One of the hot topics of the European referendum was broached, which is the government’s aim that the post Brexit immigration system will ensure the UK is able to attract those with the skills needed. One of the first steps being to abolish paper landing cards for a selected range of countries and PhD level roles to be exempt from Visa caps.

The chancellor joked that £70m invested into the Archer 2 supercomputer may even result in a solution to the backstop problem.

Housing once again made an appearance with an additional £3bn affordable homes guarantee scheme.

Finally, there were some welcome announcements on climate change, sustainability, and initiatives to combat knife crime.

Personal finance made no direct appearance in the spring statement speech, but it is worth highlighting the main headline rates and allowances to be introduced in April.

The personal Income tax threshold will rise to £12,500. The higher rate income tax threshold will rise to £50,000.

The personal allowance is reduced by £1 for every £2 of Income over £100,000, meaning loss of the tax free amount if income is above £125,000.

ISA allowances will remain as are.

There are also no changes to pension savings allowances.

We will have to wait until the budget statement later in the year when the Chancellor will have a better understanding of the economic picture, so as to assess the likelihood of any giveaways next year.

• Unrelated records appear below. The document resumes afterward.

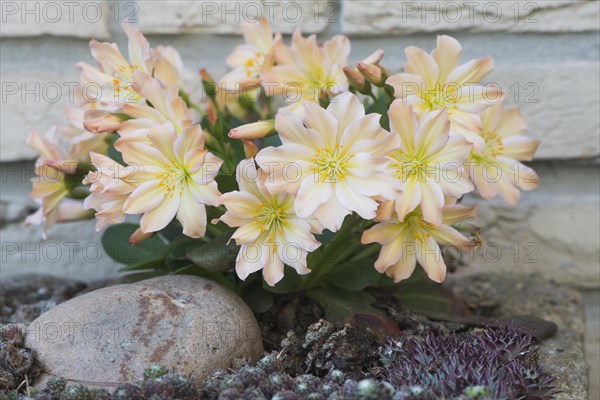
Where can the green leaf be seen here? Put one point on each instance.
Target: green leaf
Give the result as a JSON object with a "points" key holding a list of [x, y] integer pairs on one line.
{"points": [[429, 298], [354, 307], [113, 153], [226, 183], [291, 282], [215, 255], [355, 275], [115, 242], [258, 299]]}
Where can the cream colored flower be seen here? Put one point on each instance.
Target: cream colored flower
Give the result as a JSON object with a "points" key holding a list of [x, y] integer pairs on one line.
{"points": [[165, 107], [269, 231], [250, 59], [334, 162], [436, 81], [112, 83], [496, 169], [429, 163], [49, 183], [175, 179], [111, 185], [307, 71], [414, 239], [254, 130]]}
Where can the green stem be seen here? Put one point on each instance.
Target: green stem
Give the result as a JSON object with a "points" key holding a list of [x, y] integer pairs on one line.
{"points": [[340, 248]]}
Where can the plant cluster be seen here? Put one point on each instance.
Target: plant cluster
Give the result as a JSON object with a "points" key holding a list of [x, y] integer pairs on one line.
{"points": [[295, 164], [490, 364], [482, 364]]}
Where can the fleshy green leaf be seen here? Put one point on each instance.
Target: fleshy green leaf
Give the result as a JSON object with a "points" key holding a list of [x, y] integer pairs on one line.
{"points": [[355, 307], [216, 255], [291, 282], [115, 242], [431, 299], [355, 275]]}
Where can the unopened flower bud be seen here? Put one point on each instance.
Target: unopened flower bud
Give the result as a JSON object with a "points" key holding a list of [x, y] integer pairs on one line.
{"points": [[255, 130], [98, 121], [72, 210], [357, 81], [210, 86], [374, 58], [250, 148], [139, 236], [373, 73]]}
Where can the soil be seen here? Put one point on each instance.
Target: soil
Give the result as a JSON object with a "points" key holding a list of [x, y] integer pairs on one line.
{"points": [[294, 331]]}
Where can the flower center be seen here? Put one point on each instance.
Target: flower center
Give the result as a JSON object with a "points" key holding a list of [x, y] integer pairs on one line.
{"points": [[330, 166], [493, 145], [253, 65], [438, 97], [271, 217], [173, 180], [418, 226]]}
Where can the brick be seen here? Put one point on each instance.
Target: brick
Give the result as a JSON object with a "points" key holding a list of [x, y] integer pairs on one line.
{"points": [[385, 17], [82, 19], [553, 231], [224, 17]]}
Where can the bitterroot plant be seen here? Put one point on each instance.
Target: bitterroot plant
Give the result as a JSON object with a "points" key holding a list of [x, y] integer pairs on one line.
{"points": [[309, 165]]}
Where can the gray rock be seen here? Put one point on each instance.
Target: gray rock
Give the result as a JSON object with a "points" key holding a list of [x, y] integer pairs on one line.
{"points": [[25, 297], [530, 294], [109, 336]]}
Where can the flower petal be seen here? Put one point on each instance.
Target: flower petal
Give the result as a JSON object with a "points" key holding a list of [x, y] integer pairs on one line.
{"points": [[192, 215], [430, 258]]}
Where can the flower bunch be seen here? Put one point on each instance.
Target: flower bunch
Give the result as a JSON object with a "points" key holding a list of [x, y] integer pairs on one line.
{"points": [[294, 158]]}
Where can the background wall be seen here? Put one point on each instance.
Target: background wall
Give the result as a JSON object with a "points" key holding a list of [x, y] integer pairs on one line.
{"points": [[547, 60]]}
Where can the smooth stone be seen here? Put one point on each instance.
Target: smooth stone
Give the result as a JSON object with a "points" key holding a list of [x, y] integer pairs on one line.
{"points": [[109, 336]]}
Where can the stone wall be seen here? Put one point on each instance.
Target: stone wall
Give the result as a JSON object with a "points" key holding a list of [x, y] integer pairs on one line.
{"points": [[546, 55]]}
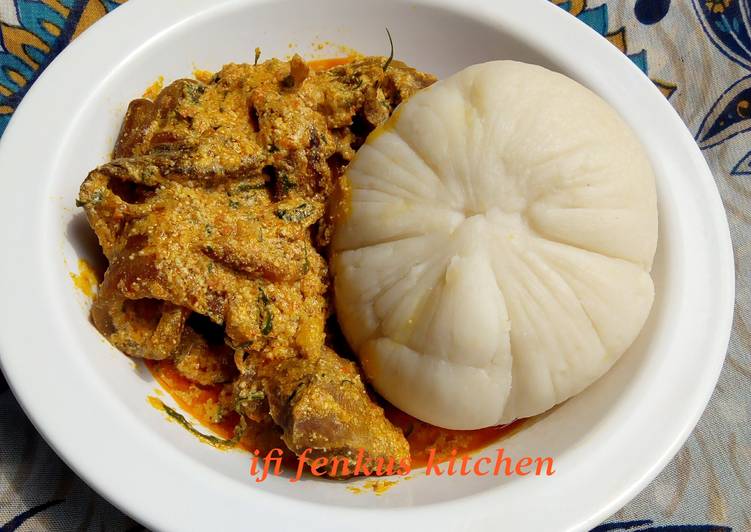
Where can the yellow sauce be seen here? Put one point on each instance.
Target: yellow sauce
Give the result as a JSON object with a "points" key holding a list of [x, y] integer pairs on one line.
{"points": [[86, 279]]}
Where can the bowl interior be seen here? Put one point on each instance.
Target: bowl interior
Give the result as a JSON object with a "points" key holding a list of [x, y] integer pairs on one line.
{"points": [[433, 39]]}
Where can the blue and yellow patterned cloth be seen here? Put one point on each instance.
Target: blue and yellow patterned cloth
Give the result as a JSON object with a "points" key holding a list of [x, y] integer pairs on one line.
{"points": [[697, 52]]}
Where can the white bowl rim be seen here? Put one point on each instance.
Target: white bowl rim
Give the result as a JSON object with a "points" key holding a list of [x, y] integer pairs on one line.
{"points": [[144, 22]]}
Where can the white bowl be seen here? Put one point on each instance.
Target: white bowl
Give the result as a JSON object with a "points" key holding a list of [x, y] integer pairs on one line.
{"points": [[90, 404]]}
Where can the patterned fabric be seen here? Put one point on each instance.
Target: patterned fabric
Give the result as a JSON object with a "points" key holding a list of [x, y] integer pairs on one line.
{"points": [[697, 52]]}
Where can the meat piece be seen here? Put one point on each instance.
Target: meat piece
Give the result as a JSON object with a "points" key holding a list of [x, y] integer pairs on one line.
{"points": [[321, 403], [216, 207]]}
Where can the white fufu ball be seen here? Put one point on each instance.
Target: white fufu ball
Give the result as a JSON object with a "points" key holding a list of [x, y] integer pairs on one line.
{"points": [[494, 257]]}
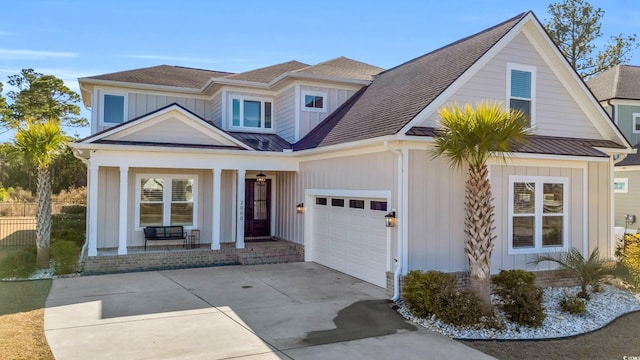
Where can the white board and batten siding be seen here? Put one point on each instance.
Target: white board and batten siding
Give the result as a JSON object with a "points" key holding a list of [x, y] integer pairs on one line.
{"points": [[556, 112]]}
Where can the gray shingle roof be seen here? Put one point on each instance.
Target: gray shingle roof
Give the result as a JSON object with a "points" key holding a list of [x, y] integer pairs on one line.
{"points": [[397, 95], [343, 67], [551, 145], [619, 82], [166, 75], [266, 74]]}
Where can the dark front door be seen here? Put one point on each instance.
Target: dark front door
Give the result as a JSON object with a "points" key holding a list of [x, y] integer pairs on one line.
{"points": [[258, 208]]}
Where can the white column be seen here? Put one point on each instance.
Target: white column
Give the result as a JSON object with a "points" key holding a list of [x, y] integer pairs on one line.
{"points": [[215, 221], [240, 209], [122, 219], [92, 214]]}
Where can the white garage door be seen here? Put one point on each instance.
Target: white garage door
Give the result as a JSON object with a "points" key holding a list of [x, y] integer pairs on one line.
{"points": [[349, 235]]}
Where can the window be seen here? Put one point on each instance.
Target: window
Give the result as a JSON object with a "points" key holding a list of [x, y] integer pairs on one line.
{"points": [[114, 111], [253, 113], [164, 200], [337, 202], [378, 205], [314, 101], [538, 213], [621, 185], [521, 89], [636, 123]]}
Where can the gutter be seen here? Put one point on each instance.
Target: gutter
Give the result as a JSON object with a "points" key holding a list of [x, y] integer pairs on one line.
{"points": [[398, 270]]}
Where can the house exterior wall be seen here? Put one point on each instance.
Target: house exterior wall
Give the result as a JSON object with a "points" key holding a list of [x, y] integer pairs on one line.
{"points": [[556, 112], [624, 118]]}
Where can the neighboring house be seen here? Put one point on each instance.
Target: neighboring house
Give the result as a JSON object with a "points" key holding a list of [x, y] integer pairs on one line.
{"points": [[618, 90], [350, 142]]}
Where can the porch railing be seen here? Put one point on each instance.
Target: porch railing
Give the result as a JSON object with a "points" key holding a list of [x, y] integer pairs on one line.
{"points": [[17, 231]]}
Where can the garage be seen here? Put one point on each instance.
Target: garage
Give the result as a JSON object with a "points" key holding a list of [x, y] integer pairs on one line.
{"points": [[349, 235]]}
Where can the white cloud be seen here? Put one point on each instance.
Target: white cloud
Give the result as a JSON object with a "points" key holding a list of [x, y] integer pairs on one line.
{"points": [[33, 54]]}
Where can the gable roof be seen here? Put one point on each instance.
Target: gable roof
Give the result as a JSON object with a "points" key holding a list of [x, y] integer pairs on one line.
{"points": [[619, 82], [399, 94], [164, 75]]}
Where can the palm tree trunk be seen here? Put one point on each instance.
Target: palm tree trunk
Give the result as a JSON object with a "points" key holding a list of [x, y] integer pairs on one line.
{"points": [[479, 226], [43, 217]]}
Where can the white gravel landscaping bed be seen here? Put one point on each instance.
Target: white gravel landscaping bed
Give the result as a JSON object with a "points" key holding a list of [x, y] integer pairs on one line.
{"points": [[602, 308]]}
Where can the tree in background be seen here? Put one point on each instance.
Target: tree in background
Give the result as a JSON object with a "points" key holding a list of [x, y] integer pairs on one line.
{"points": [[575, 26], [40, 143], [468, 137]]}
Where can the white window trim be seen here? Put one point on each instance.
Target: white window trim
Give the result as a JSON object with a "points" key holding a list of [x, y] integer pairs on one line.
{"points": [[102, 107], [539, 180], [532, 70], [262, 100], [167, 198], [636, 120], [624, 181], [314, 93]]}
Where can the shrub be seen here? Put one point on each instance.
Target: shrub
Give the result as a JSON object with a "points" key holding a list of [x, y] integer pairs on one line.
{"points": [[20, 264], [64, 256], [573, 305], [422, 288], [521, 298]]}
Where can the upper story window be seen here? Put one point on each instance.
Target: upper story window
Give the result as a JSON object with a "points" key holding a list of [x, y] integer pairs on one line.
{"points": [[636, 123], [114, 108], [252, 113], [314, 101], [538, 214], [521, 89]]}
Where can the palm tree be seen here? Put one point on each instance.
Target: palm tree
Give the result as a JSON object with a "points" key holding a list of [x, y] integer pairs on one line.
{"points": [[471, 136], [40, 142]]}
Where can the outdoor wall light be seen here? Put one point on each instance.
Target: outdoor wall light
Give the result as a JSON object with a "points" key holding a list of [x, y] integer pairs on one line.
{"points": [[390, 219]]}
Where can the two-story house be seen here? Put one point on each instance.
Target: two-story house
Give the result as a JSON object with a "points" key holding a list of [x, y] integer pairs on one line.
{"points": [[618, 90], [323, 155]]}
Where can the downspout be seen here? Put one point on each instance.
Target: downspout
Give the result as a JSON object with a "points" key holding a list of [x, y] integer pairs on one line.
{"points": [[398, 270], [77, 154]]}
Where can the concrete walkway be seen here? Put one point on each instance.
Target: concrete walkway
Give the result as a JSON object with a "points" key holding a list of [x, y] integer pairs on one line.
{"points": [[282, 311]]}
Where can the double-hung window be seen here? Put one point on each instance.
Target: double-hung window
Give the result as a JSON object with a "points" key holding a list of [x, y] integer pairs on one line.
{"points": [[251, 113], [164, 200], [538, 214], [521, 89], [114, 108], [314, 101]]}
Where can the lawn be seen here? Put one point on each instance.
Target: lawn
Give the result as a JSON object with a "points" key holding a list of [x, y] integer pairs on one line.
{"points": [[22, 320]]}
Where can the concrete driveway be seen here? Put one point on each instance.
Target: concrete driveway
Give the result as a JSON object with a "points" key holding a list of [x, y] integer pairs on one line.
{"points": [[282, 311]]}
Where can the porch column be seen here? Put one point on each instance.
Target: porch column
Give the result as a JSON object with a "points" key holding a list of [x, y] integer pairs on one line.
{"points": [[241, 205], [92, 214], [215, 221], [122, 211]]}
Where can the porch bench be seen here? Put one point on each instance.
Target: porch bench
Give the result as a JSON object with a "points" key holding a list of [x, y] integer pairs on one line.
{"points": [[158, 233]]}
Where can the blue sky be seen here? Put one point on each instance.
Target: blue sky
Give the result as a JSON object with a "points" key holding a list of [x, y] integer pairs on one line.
{"points": [[76, 38]]}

Overall, it was a statement that was always going to be overshadowed by Brexit related issues. The Chancellor did use it as an opportunity to rally the troops behind the government, if not explicitly in support of the PM’s deal, but certainly attempting to remove the no deal threat, which would do so much to derail Mr Hammonds plans. Moreover, the statement also served as a conduit to reinforce the message that if the UK is to take advantage of the “huge opportunity” to become a truly “Global Britain”, then progress must be made on the Brexit issue in very short order.

This communication is for general information only and is not intended to be individual advice. It represents our understanding of law and HM Revenue and Customs practice as at 15th March 2019. You are recommended to seek competent professional advice before taking any action.